The graph engine builds an in-memory infrastructure dependency graph from NetBox data models. It loads all active devices at the scoped sites to trace complete power, network, and circuit dependency chains -- regardless of which devices are targeted by the run.

Design principle: Keep site-scoped, don't role-segment. Device targeting does not reduce graph engine time because the full site graph must be built regardless. Role-segmented runs are counterproductive -- three role-segmented runs each trigger a separate graph build and can take 5x longer than a single site-scoped run.

Run ScopeEngine Behavior
Full siteBuilds graph once, evaluates all devices
Role-targetedBuilds full site graph anyway, filters results to targeted role
3 role-segmented runsBuilds full site graph 3 separate times

Scoping Policies for Scale

Scope Every Policy to a Site

This is the single most important scaling recommendation.

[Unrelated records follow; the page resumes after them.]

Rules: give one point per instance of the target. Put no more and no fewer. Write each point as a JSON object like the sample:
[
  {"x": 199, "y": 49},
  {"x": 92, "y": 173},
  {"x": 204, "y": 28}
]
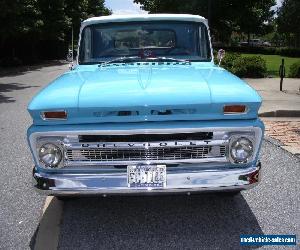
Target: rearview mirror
[{"x": 221, "y": 54}]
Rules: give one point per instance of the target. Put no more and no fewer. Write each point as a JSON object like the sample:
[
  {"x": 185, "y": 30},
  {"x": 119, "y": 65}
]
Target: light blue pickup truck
[{"x": 145, "y": 111}]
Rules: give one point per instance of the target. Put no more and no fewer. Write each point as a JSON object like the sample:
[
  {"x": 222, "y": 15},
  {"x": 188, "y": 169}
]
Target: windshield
[{"x": 152, "y": 39}]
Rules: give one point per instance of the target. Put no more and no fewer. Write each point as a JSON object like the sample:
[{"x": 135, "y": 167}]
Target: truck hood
[{"x": 144, "y": 92}]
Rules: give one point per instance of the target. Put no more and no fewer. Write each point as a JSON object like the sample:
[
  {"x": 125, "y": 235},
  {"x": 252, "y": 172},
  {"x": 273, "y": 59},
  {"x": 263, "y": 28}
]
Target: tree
[
  {"x": 31, "y": 28},
  {"x": 224, "y": 16},
  {"x": 289, "y": 21}
]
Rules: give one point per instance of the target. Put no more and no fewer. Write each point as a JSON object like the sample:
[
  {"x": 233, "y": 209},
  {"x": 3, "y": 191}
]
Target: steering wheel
[{"x": 178, "y": 50}]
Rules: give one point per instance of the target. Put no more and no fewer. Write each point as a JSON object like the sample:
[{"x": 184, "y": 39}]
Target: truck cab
[{"x": 145, "y": 111}]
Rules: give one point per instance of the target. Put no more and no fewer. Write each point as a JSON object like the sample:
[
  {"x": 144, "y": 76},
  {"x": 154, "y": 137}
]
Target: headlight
[
  {"x": 241, "y": 149},
  {"x": 50, "y": 155}
]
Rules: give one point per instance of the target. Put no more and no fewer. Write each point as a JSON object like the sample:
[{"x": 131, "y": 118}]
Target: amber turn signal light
[
  {"x": 234, "y": 109},
  {"x": 61, "y": 115}
]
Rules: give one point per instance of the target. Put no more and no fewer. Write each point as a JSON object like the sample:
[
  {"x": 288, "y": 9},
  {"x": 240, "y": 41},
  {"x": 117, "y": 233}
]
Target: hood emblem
[{"x": 144, "y": 75}]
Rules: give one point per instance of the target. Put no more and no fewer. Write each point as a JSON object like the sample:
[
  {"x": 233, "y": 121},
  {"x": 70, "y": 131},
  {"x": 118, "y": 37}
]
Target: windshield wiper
[
  {"x": 132, "y": 58},
  {"x": 119, "y": 59},
  {"x": 163, "y": 58}
]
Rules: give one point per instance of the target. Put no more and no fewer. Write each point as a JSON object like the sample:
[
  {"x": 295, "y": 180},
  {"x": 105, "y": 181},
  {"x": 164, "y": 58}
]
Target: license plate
[{"x": 147, "y": 176}]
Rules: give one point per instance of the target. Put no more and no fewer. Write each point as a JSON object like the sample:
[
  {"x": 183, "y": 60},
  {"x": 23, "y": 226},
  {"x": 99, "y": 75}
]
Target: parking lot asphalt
[{"x": 165, "y": 222}]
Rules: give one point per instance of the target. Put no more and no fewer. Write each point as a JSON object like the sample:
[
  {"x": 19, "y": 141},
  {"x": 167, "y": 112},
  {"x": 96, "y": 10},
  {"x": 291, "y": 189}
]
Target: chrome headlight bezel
[
  {"x": 235, "y": 138},
  {"x": 56, "y": 142}
]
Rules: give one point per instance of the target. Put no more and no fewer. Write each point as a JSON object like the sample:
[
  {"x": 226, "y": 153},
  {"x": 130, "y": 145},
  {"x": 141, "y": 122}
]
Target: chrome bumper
[{"x": 231, "y": 179}]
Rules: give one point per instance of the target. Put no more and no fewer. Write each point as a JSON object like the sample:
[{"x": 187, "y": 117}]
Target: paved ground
[
  {"x": 20, "y": 208},
  {"x": 194, "y": 222},
  {"x": 201, "y": 222},
  {"x": 287, "y": 132},
  {"x": 273, "y": 99}
]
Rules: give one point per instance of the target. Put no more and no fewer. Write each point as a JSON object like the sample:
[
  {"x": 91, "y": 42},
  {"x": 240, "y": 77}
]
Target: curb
[{"x": 280, "y": 113}]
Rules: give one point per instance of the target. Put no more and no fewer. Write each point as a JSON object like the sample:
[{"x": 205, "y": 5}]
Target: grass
[{"x": 273, "y": 62}]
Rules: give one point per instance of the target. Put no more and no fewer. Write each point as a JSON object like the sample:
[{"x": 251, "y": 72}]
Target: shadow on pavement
[
  {"x": 165, "y": 222},
  {"x": 9, "y": 87}
]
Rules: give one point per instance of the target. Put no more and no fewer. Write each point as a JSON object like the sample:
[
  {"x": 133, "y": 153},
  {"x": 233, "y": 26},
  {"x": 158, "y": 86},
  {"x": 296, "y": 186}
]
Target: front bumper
[{"x": 228, "y": 179}]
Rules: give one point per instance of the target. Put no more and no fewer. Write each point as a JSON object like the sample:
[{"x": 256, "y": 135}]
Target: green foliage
[
  {"x": 295, "y": 70},
  {"x": 290, "y": 52},
  {"x": 254, "y": 67},
  {"x": 289, "y": 19},
  {"x": 40, "y": 22},
  {"x": 250, "y": 66},
  {"x": 229, "y": 59},
  {"x": 224, "y": 16}
]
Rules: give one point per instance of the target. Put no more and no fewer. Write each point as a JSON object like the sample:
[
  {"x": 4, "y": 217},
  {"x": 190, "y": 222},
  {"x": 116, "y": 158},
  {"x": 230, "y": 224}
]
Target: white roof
[{"x": 144, "y": 17}]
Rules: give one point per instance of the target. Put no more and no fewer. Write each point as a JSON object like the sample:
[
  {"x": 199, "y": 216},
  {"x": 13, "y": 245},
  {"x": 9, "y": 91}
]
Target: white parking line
[{"x": 48, "y": 233}]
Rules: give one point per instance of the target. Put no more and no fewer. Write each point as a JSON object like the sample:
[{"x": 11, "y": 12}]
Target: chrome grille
[{"x": 119, "y": 156}]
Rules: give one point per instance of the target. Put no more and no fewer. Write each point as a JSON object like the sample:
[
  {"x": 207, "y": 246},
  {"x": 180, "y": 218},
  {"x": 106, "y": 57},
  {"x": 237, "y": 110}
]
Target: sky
[{"x": 128, "y": 7}]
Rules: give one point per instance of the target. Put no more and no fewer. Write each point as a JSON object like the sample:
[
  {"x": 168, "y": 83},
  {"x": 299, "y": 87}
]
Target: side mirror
[{"x": 221, "y": 54}]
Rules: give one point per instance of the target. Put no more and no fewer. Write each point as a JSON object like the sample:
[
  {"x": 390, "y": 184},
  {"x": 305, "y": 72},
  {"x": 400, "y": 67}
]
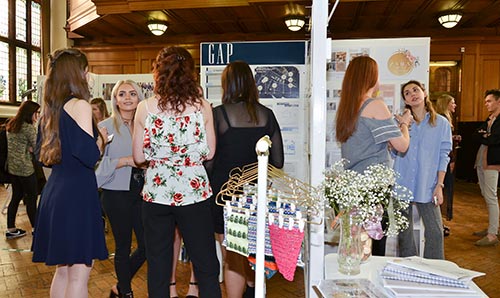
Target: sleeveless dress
[
  {"x": 235, "y": 148},
  {"x": 69, "y": 227},
  {"x": 176, "y": 147}
]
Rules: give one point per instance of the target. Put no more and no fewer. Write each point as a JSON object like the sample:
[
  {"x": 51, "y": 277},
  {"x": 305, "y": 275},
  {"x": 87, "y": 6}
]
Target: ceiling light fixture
[
  {"x": 157, "y": 27},
  {"x": 450, "y": 19},
  {"x": 294, "y": 22},
  {"x": 442, "y": 63}
]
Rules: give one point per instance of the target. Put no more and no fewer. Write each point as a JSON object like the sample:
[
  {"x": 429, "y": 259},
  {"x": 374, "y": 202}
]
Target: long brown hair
[
  {"x": 24, "y": 115},
  {"x": 175, "y": 80},
  {"x": 427, "y": 101},
  {"x": 360, "y": 76},
  {"x": 238, "y": 84},
  {"x": 65, "y": 78}
]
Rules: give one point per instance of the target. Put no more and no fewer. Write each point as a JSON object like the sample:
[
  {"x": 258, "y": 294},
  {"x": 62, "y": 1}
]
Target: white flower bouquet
[{"x": 368, "y": 197}]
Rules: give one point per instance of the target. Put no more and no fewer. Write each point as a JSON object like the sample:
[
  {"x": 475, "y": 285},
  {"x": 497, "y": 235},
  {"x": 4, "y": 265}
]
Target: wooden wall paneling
[
  {"x": 112, "y": 61},
  {"x": 489, "y": 79},
  {"x": 468, "y": 108},
  {"x": 146, "y": 59}
]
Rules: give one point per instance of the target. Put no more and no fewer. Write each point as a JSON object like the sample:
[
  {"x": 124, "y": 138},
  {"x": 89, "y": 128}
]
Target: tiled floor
[{"x": 22, "y": 278}]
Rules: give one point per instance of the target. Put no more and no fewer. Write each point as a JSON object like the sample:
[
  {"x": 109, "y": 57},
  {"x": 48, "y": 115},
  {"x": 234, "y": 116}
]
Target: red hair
[{"x": 360, "y": 76}]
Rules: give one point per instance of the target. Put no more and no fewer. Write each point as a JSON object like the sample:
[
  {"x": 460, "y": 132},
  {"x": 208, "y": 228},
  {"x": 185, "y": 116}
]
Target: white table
[{"x": 369, "y": 270}]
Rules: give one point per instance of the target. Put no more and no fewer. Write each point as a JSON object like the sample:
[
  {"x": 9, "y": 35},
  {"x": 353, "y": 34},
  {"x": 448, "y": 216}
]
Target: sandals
[{"x": 192, "y": 284}]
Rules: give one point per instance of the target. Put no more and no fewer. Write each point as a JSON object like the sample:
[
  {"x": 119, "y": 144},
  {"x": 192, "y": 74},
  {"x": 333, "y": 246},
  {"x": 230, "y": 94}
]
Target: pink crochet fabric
[{"x": 286, "y": 248}]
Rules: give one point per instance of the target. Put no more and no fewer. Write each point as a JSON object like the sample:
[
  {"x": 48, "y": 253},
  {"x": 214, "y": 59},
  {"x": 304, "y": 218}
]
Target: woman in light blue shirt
[
  {"x": 121, "y": 182},
  {"x": 365, "y": 126},
  {"x": 422, "y": 169}
]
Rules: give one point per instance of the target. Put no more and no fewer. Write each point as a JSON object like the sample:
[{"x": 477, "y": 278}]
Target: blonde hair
[{"x": 115, "y": 113}]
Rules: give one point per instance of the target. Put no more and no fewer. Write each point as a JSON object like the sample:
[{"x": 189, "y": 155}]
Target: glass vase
[{"x": 350, "y": 249}]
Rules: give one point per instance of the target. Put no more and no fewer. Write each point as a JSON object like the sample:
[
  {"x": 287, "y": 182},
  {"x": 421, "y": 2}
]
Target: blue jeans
[{"x": 433, "y": 224}]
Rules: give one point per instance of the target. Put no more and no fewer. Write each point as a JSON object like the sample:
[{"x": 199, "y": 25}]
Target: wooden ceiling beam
[{"x": 118, "y": 6}]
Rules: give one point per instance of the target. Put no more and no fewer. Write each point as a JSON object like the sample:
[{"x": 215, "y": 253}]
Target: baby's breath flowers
[{"x": 368, "y": 197}]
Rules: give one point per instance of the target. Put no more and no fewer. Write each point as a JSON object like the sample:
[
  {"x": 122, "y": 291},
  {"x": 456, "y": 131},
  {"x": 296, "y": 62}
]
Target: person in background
[
  {"x": 193, "y": 284},
  {"x": 422, "y": 169},
  {"x": 365, "y": 126},
  {"x": 121, "y": 182},
  {"x": 21, "y": 141},
  {"x": 240, "y": 122},
  {"x": 99, "y": 109},
  {"x": 69, "y": 231},
  {"x": 174, "y": 135},
  {"x": 487, "y": 166},
  {"x": 445, "y": 106}
]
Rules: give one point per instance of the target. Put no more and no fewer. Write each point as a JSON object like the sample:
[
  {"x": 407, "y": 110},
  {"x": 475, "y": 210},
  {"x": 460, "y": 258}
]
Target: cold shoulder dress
[{"x": 69, "y": 227}]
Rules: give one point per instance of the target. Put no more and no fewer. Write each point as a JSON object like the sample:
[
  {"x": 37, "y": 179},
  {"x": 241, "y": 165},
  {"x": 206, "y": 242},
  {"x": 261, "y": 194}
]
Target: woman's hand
[
  {"x": 405, "y": 118},
  {"x": 438, "y": 195}
]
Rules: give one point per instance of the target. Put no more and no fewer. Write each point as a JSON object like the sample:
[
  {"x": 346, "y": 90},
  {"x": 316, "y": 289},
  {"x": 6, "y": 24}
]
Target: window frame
[{"x": 13, "y": 43}]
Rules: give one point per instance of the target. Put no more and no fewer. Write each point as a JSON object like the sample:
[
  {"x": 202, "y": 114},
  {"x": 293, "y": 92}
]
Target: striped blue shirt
[{"x": 427, "y": 154}]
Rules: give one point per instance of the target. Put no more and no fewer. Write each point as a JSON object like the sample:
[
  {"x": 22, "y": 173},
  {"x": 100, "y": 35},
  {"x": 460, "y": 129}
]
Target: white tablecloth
[{"x": 369, "y": 270}]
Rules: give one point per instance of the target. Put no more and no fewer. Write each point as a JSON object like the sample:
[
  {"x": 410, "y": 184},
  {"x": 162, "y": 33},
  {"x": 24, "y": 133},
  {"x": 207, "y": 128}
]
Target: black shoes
[{"x": 15, "y": 234}]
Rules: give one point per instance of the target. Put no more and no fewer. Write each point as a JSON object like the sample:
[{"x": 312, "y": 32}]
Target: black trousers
[
  {"x": 196, "y": 226},
  {"x": 23, "y": 188},
  {"x": 124, "y": 211}
]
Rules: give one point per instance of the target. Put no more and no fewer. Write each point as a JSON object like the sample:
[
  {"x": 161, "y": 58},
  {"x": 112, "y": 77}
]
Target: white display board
[
  {"x": 399, "y": 60},
  {"x": 281, "y": 77}
]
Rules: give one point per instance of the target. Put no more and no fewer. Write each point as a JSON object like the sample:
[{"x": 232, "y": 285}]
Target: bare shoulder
[
  {"x": 78, "y": 108},
  {"x": 81, "y": 111},
  {"x": 377, "y": 109}
]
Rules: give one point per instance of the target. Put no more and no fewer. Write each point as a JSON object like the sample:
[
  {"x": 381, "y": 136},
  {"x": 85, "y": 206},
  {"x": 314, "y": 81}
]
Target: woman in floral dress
[{"x": 174, "y": 135}]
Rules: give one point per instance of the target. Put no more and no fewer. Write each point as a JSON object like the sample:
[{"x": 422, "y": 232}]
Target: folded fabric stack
[{"x": 417, "y": 277}]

An unscoped policy at a 10,000-device organization forces every engine to process all 10,000 devices. Site-scoped policies process only the devices at each site, typically 100-1,000 devices.

For graph engine policies, the impact is especially significant: the graph builder loads all devices at scoped sites. An unscoped policy at a multi-site organization loads devices from every site into one graph.

Avoid: 1 policy x 10,000 devices = 1 very slow run
Better: 10 policies x 1,000 devices each = 10 fast runs (parallelizable)

Role Segmentation: Intent Only

Role-based policies are excellent for intent checks. Different device roles have different check profiles -- spine BGP checks don't apply to servers. Creating role-specific intent policies:

  • Reduces per-run device count (linear speedup)
  • Avoids running irrelevant checks (fewer false positives)
  • Enables targeted scheduling (spine policies on every change, server policies weekly)

Do not role-segment graph or mixed-engine policies. Each role-segmented run triggers a separate graph build and config snapshot. The sum of role-segmented runs is significantly worse than a single site-scoped run.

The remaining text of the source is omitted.